Desk editor's note, referee report, simulated authors' rebuttal, and a circularity audit. Tearing a paper down is the easy half of reading it; the pith above is the substance, this is the friction.

Referee Report

2 major / 2 minor

Summary. The paper constructs the first large-scale citation graph from the complete EDRSR registry of 99.5 million Ukrainian court decisions (1.1 TB), extracting 502 million citation links across six types via regex patterns on commodity hardware. It reports a power-law degree distribution (alpha = 1.57 +/- 0.008), uses Louvain community detection on the co-citation projection to recover legal domains (civil, criminal, administrative, commercial) with modularity Q = 0.44-0.55 and temporal stability (NMI = 0.83-0.86), and shows citation features predict the top-1000 most important articles with AUC = 0.9984 (outperforming a frequency baseline).

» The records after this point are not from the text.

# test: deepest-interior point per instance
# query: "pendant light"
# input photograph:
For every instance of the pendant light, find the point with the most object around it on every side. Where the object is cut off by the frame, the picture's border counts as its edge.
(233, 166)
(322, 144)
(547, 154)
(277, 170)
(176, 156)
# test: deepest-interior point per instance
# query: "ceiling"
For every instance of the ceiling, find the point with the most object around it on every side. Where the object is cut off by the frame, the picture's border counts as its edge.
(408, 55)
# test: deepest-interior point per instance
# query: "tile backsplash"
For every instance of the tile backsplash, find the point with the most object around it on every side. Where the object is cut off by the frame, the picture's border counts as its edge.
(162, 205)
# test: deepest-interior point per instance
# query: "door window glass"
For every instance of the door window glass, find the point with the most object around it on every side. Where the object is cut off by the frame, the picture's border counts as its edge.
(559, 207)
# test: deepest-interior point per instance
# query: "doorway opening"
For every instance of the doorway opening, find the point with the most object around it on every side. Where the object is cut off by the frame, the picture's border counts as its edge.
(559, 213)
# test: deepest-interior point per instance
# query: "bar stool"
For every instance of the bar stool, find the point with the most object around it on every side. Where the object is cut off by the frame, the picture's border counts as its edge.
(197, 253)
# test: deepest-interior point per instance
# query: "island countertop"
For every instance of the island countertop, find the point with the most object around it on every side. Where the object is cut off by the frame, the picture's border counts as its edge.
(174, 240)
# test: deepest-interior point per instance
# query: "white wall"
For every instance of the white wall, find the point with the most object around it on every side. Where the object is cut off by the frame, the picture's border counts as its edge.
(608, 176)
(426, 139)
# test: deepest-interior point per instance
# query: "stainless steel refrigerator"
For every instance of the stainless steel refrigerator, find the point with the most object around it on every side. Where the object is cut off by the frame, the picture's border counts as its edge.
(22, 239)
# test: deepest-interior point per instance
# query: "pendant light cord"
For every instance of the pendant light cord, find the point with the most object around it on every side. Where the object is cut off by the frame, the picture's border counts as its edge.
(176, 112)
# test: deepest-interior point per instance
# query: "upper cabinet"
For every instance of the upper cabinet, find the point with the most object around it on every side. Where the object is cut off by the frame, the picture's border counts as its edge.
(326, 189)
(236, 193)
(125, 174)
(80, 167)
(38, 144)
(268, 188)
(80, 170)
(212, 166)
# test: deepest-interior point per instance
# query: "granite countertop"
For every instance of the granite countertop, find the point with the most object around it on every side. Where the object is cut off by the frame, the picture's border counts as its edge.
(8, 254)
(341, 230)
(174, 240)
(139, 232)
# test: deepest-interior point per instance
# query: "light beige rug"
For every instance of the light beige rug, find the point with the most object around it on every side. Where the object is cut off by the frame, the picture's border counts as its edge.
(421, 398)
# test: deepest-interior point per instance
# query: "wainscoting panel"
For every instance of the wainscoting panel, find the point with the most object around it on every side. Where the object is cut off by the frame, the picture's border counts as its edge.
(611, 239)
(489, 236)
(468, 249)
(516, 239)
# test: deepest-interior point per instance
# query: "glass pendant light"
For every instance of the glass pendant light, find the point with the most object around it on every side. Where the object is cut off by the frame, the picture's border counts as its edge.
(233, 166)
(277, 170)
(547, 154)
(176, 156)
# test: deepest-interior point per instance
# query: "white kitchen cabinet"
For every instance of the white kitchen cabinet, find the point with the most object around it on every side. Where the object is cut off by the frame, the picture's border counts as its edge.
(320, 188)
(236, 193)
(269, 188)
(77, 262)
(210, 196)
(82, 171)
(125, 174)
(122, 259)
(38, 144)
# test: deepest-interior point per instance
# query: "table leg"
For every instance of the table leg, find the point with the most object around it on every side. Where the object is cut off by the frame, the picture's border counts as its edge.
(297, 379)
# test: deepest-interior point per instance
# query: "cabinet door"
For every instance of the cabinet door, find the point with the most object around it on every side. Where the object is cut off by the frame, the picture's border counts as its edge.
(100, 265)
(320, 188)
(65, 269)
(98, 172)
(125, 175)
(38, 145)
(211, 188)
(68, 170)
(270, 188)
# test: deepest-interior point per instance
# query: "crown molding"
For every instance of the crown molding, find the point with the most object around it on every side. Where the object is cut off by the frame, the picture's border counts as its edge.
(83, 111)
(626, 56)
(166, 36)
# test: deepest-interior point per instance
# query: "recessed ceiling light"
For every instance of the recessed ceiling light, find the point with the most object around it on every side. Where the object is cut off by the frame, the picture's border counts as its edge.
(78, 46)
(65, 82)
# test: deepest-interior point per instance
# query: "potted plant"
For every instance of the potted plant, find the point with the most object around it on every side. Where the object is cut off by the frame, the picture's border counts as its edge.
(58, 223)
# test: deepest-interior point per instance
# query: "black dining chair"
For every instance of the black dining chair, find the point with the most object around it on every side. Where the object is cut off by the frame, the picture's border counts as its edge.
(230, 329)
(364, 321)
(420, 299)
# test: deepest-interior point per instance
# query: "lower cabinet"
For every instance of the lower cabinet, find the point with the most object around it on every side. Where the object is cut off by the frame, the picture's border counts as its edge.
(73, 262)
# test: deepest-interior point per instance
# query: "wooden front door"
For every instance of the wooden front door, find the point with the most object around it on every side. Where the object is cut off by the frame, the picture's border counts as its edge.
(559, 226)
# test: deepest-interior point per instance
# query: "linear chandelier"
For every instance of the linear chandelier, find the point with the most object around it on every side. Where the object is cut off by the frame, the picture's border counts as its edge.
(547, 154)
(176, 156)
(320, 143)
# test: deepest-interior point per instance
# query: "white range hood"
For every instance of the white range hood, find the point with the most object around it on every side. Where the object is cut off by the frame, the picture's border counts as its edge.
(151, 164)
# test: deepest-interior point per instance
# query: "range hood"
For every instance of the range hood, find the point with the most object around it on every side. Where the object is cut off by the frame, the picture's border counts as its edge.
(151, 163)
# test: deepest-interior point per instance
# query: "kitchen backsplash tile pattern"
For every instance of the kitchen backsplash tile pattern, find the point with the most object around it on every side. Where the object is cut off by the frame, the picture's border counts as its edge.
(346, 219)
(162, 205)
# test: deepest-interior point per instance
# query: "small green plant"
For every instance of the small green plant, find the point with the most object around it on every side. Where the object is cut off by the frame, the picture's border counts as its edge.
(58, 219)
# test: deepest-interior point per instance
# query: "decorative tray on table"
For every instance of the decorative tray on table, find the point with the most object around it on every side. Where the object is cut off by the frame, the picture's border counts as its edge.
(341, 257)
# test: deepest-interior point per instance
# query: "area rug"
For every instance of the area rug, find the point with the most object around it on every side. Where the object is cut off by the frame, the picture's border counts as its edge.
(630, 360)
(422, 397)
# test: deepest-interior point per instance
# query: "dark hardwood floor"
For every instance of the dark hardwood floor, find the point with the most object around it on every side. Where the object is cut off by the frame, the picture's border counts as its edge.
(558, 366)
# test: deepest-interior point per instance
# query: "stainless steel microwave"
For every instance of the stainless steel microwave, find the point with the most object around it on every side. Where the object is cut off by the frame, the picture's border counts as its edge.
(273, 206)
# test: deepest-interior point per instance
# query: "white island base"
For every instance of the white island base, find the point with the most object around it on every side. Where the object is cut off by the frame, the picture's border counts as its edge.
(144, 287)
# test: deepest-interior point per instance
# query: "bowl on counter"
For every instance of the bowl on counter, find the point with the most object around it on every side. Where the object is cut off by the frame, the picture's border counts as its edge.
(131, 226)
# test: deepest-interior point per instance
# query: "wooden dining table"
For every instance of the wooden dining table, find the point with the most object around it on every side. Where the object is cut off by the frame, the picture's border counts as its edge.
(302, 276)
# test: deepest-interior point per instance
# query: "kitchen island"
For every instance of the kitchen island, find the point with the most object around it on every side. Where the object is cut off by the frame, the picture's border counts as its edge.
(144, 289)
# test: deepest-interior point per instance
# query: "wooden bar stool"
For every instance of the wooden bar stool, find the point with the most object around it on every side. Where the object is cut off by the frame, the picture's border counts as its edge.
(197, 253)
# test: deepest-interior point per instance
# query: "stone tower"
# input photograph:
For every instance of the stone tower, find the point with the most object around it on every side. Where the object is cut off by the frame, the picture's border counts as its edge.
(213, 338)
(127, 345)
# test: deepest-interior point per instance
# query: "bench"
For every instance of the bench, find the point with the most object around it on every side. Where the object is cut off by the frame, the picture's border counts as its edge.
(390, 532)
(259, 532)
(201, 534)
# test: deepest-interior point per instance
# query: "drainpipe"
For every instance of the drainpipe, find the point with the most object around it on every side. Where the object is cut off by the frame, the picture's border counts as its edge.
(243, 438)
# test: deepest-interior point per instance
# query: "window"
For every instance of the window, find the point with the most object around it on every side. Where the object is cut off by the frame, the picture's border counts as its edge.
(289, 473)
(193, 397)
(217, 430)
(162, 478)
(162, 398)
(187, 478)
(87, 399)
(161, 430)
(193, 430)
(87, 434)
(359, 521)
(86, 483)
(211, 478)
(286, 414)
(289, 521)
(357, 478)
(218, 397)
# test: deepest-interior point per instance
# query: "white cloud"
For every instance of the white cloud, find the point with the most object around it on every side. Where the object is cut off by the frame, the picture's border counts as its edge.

The work releases the extraction pipeline, analysis code, and aggregated statistics as open data and operationalizes the resulting ontology as a domain layer for LLM-assisted legal analysis.

Significance. If the graph extraction holds at scale, the manuscript delivers a substantial contribution to computational legal studies and network science by providing the largest national judicial citation network to date. The unsupervised recovery of domain boundaries from citation structure and the near-perfect predictive performance for legislative importance demonstrate that citation topology encodes meaningful legal information. The explicit release of code, pipeline, and data is a clear strength that enables reproducibility and downstream use in ontology-controlled LLM workflows.

major comments (2)
  1. [Validation subsection (likely §4)] Validation subsection (likely §4): The reported precision of 1.00 (Wilson CI [0.982, 1.000]) on a 200-decision sample supports extraction quality for the six citation types, but the manuscript provides neither recall nor any description of how the sample was drawn (random, stratified by court type/year/region, or otherwise). Ukrainian decisions exhibit substantial variation in formatting and phrasing; without recall measurement or error analysis on edge cases, the 502 million extracted edges may systematically under- or over-count links, directly affecting the power-law fit in §5, the Louvain communities (Q and NMI) in §6, and the AUC=0.9984 prediction results in §7.
  2. [Prediction experiment (likely §7)] Prediction experiment (likely §7): The claim that citation features predict future legislative importance with AUC = 0.9984 requires explicit temporal train-test splits (e.g., training on decisions up to year T and testing on later periods). The current description does not specify such splits or how the top-1000 target articles are defined temporally, which is load-bearing for the interpretation of phase transitions and the 2022 invasion entropy spike as predictive signals rather than contemporaneous correlations.
minor comments (2)
  1. [Abstract] The abstract states extraction took 'approximately 5 hours' but should specify exact hardware configuration and parallelization details to allow independent reproduction.
  2. [Figures] Figure captions and legends for the degree-distribution plot and community visualizations should explicitly label axes, color mappings, and any resolution parameters used in Louvain.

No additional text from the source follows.